There are many albums available through Rounder Records that are of special importance to Kentucky Memories and for anyone with a serious interest in traditional music. Most of these albums are listed with free sound clips for every track! A good place to start would be http://www.rounder.com/series/?sid=581 there is even autobiographies on Buddy Thomas, Snake Chapman and J.P. Fraley along with some fiddle tune transcriptions too. Thank you Rounder! |
Also check out the latest news from the Rounder Archive and read Mark Wilson's comments about the importance of He and Rounder's efforts which resulted in more than 90 albums of traditional music:
"...Neither universities nor the government provided substantive or systematic support for any schedule of preservational field recording during the last quarter of the twentieth century (and continuing). If it had not been for their support, we would have no significant record of the music of Ed Haley, Buddy Thomas, George Hawkins, Joe Cormier, Art Galbraith, Snake Chapman, Willie Kennedy and a host of others."
"Essence of Old Kentucky"
At one time one of the richest veins of fiddle music to be encountered anywhere in the United States was found in rural Lewis County, Kentucky, a pleasant region of wooded hills that borders the Ohio River at the top of the state. There African-American blues inflections introduced syncopation into uplifting square dance rhythms; melancholy shadings of a mountain cast crept into old British melodic stock. Roger Cooper is one of our last homegrown players who has mastered this demanding music, in which the pioneer stirrings of America's distinctive musical forms can be first heard. Extensive notes by producer Mark Wilson are included in a PDF file on the disc.

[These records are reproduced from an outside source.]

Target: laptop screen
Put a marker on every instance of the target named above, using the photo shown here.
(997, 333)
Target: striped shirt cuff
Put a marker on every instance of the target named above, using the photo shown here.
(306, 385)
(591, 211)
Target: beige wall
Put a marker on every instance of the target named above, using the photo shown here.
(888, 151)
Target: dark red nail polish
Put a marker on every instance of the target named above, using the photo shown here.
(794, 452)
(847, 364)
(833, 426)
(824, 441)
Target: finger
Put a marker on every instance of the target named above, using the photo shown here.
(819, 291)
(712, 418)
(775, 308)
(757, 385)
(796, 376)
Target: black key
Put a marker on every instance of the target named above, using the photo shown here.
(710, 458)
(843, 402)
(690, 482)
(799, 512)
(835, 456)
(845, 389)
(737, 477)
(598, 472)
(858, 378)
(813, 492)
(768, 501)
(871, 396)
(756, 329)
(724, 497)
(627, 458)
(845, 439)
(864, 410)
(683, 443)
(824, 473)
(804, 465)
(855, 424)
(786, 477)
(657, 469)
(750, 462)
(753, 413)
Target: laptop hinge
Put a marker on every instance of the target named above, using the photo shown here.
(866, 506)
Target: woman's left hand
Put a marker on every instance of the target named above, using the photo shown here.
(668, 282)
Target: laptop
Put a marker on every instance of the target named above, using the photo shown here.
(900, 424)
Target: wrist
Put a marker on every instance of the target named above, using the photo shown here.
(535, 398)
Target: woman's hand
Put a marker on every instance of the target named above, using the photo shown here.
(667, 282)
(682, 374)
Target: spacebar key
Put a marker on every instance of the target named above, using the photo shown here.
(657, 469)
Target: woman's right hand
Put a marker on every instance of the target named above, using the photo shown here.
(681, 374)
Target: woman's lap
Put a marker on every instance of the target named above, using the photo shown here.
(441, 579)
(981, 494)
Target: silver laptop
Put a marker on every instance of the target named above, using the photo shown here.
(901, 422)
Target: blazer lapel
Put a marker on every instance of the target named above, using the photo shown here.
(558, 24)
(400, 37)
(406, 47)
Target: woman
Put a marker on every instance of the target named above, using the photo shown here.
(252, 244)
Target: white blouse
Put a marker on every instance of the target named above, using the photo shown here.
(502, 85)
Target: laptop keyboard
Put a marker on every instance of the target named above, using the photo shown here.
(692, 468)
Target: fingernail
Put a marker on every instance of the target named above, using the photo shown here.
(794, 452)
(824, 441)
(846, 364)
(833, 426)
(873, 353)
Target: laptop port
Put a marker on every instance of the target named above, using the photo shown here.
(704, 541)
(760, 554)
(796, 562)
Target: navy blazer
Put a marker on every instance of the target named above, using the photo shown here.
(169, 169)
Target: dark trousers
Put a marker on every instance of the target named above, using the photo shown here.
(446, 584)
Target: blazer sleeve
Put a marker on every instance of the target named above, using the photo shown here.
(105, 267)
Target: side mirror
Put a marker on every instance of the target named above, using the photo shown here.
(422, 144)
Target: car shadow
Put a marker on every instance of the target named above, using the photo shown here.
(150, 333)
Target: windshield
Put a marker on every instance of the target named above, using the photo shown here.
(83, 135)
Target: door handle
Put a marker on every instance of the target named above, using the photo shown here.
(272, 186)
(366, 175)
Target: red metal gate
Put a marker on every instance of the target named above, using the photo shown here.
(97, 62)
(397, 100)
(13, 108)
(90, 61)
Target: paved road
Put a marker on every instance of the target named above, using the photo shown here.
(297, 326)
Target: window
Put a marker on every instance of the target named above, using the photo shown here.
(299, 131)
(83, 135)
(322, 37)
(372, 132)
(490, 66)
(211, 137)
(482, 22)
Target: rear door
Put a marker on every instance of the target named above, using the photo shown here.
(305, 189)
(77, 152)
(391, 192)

"Going Back to Old Kentucky"
The green rolling hills of Lewis County, Kentucky along the Ohio River were once home to some of the most beautiful fiddle music in America. Roger Cooper grew up listening to the great players of the region and through his music and his accompanying reminiscences, Roger evokes the days when paddlewheels pushed lazily up the river and country farmers would attempt to best one another in fiddle contests.